Bayesian model-independent evaluation of expansion rates of the universe

TL;DR

This paper uses Bayesian, model-independent methods to evaluate the universe's expansion rates with supernova data, finding results that challenge prior assumptions and highlight the importance of prior choices.

Contribution

It introduces a Bayesian, model-independent approach using Taylor series expansion of the scale factor, avoiding convergence issues of redshift-based methods.

Findings

Marginal likelihood for deceleration parameter peaked around zero.

New data significantly constrains cosmographic expansion rates.
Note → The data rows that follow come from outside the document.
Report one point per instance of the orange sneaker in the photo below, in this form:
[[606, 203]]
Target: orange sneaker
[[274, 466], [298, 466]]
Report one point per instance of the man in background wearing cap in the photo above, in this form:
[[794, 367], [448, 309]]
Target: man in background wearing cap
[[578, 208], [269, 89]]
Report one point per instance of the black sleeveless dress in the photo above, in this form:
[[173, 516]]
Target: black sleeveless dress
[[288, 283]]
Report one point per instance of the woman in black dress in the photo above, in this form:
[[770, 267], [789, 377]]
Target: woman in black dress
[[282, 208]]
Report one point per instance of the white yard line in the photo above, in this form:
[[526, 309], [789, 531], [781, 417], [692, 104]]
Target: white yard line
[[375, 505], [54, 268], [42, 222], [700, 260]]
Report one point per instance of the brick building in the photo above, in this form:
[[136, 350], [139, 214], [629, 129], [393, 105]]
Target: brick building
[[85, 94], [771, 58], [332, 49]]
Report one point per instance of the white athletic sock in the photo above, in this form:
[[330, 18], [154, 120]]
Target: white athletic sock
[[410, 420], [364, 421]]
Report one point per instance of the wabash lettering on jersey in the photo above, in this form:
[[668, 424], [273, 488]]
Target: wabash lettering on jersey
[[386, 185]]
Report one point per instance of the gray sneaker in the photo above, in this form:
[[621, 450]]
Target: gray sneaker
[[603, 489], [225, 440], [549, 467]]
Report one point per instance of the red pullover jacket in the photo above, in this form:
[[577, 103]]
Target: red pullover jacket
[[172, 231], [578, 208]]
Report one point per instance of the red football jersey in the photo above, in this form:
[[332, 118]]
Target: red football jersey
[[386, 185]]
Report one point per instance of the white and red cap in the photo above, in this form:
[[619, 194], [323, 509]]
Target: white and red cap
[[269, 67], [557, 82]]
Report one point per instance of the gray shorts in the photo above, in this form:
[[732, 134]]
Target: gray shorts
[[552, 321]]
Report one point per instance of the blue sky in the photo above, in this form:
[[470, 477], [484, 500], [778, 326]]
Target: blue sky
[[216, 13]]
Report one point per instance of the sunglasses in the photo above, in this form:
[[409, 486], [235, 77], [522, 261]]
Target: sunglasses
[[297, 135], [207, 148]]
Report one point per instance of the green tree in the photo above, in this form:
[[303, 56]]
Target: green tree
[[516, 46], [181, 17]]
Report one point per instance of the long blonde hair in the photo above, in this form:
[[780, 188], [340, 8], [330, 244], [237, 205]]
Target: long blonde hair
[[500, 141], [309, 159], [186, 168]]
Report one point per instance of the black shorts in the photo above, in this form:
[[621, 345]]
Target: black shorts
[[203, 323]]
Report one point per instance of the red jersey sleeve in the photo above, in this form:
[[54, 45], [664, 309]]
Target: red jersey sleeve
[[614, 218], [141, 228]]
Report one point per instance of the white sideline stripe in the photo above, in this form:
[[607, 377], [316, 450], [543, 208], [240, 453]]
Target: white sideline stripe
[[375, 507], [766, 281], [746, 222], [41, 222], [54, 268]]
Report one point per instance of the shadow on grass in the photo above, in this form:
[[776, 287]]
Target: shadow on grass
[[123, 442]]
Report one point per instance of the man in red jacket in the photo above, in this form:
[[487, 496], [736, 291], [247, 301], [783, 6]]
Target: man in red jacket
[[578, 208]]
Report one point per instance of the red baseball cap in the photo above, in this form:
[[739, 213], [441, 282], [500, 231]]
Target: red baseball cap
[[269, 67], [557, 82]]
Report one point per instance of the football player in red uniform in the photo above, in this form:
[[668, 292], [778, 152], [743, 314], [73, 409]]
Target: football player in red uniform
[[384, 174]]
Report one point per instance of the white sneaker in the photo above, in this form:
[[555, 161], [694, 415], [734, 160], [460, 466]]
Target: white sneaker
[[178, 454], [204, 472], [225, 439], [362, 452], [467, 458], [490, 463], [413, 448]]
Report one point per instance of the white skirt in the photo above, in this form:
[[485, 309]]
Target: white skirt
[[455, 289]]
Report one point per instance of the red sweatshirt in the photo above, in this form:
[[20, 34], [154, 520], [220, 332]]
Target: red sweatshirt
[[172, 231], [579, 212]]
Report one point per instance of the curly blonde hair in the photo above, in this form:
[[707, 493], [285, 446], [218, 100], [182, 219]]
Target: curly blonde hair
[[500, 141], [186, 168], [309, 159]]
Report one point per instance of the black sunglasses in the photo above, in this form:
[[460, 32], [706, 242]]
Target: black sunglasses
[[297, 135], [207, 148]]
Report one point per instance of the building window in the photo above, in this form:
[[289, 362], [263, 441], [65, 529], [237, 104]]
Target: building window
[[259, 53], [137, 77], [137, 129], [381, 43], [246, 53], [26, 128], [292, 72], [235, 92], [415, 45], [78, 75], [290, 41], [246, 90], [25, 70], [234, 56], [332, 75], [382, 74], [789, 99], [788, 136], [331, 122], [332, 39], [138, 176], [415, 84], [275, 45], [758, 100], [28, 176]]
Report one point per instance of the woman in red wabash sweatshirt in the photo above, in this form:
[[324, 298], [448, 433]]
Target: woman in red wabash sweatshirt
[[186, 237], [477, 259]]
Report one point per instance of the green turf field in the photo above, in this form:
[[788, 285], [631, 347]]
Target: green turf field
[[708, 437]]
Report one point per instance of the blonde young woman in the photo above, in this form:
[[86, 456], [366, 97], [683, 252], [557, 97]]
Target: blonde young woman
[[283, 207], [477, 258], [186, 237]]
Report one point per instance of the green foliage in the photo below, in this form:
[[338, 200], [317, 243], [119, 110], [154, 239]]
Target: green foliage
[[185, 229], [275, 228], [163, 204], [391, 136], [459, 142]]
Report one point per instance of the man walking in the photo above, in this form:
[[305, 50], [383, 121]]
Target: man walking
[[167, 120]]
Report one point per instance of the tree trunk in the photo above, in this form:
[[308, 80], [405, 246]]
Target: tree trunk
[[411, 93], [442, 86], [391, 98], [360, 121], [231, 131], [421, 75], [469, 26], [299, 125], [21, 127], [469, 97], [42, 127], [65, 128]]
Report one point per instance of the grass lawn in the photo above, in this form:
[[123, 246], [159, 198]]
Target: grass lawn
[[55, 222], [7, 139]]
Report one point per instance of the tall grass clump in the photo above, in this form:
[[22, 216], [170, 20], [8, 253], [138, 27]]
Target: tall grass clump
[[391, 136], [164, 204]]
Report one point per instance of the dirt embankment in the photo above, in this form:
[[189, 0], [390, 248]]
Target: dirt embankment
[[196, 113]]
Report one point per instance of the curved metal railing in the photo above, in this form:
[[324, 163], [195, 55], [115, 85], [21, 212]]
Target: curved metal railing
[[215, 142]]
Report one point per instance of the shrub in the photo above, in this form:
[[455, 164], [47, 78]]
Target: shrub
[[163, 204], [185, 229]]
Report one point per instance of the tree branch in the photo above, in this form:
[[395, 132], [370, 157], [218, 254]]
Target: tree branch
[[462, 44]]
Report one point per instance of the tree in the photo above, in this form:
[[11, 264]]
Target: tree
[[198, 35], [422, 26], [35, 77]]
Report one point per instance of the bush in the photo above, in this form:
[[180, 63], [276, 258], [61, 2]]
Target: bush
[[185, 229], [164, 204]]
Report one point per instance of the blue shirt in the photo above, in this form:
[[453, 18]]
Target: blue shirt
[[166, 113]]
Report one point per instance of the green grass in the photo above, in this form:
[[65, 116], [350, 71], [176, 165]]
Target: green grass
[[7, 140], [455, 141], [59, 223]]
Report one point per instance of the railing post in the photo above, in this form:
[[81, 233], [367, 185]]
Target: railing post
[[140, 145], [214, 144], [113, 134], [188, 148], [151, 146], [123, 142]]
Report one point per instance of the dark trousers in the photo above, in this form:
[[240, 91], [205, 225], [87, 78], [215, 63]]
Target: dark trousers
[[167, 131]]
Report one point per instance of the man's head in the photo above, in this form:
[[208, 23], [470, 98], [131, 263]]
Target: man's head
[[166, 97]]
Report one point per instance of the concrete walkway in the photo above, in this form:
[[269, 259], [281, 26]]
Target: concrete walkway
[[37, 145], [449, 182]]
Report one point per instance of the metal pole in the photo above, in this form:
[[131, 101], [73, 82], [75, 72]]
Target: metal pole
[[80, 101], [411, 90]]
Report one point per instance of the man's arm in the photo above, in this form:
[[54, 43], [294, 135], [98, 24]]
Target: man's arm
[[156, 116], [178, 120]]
Results depend on the prior distribution of the Hubble parameter.

Abstract

Marginal likelihoods for the cosmic expansion rates are evaluated using the `Constitution' data of 397 supernovas, thereby updating the results in some previous works. Even when beginning with a very strong prior probability that favors an accelerated expansion, we obtain a marginal likelihood for the deceleration parameter $q_0$ peaked around zero in the spatially flat case. It is also found that the new data significantly constrains the cosmographic expansion rates, when compared to the previous analyses. These results may strongly depend on the Gaussian prior probability distribution chosen for the Hubble parameter represented by $h$, with $h=0.68\pm 0.06$. This and similar priors for other expansion rates were deduced from previous data. Here again we perform the Bayesian model-independent analysis in which the scale factor is expanded into a Taylor series in time about the present epoch. Unlike such Taylor expansions in terms of redshift, this approach has no convergence problem.